Financial institutions and credit bureaus play an important role in preventing identity theft. They employ sophisticated fraud detection systems to spot unusual activities that may indicate identity theft. Credit bureaus can place fraud alerts or credit freezes on accounts at the request of the consumer, making it more difficult for identity thieves to open new accounts in the victim's name. These entities also have protocols in place to assist customers in the event of identity theft, including closing compromised accounts and removing fraudulent transactions.

Responding to Identity Theft

Immediate Steps to Take if You're a Victim

If you suspect you've become a victim of identity theft, immediate action is necessary. First, contact the fraud departments of your credit card issuers and banks to secure your accounts. Then, file a report with the local police and obtain a copy of the report for your records. Placing a fraud alert on your credit reports by contacting one of the major credit bureaus is also a critical step. This will notify creditors to take extra steps in verifying your identity before extending credit.

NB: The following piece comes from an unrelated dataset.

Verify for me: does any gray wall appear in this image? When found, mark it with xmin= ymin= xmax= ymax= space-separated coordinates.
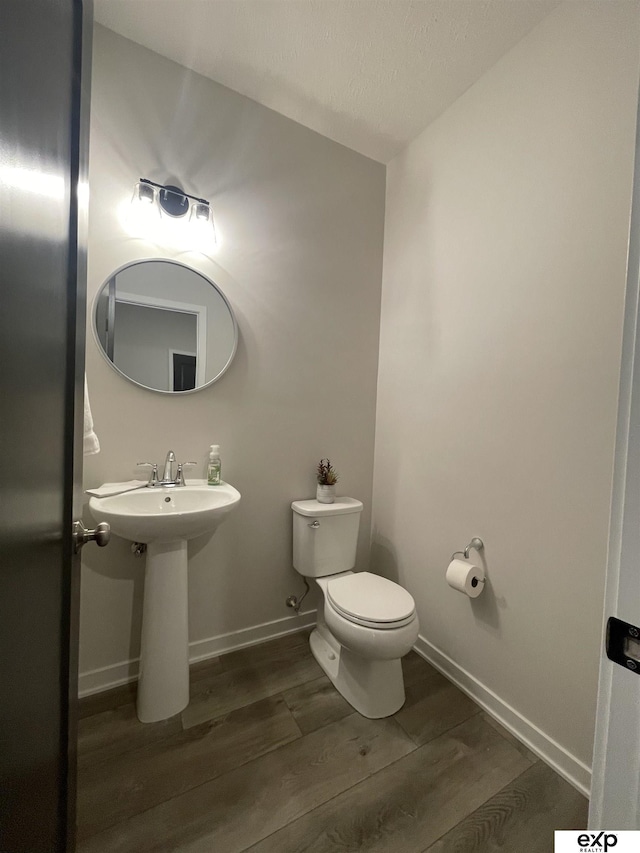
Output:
xmin=373 ymin=2 xmax=640 ymax=784
xmin=80 ymin=27 xmax=385 ymax=689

Reporting Identity Theft to Authorities

In addition to local law enforcement, it's important to report the identity theft to national agencies tasked with combating this crime. In the United States, for example, the Federal Trade Commission (FTC) offers resources for reporting and recovering from identity theft through their IdentityTheft.gov website. Reporting the theft to these agencies not only helps you regain control of your financial identity but also aids in the larger fight against identity theft by providing data that can be used to track trends and apprehend criminals.

By taking individual prevention measures, understanding the support provided by legal and institutional frameworks, and knowing how to respond if identity theft occurs, individuals can reduce their risk and impact of this invasive crime.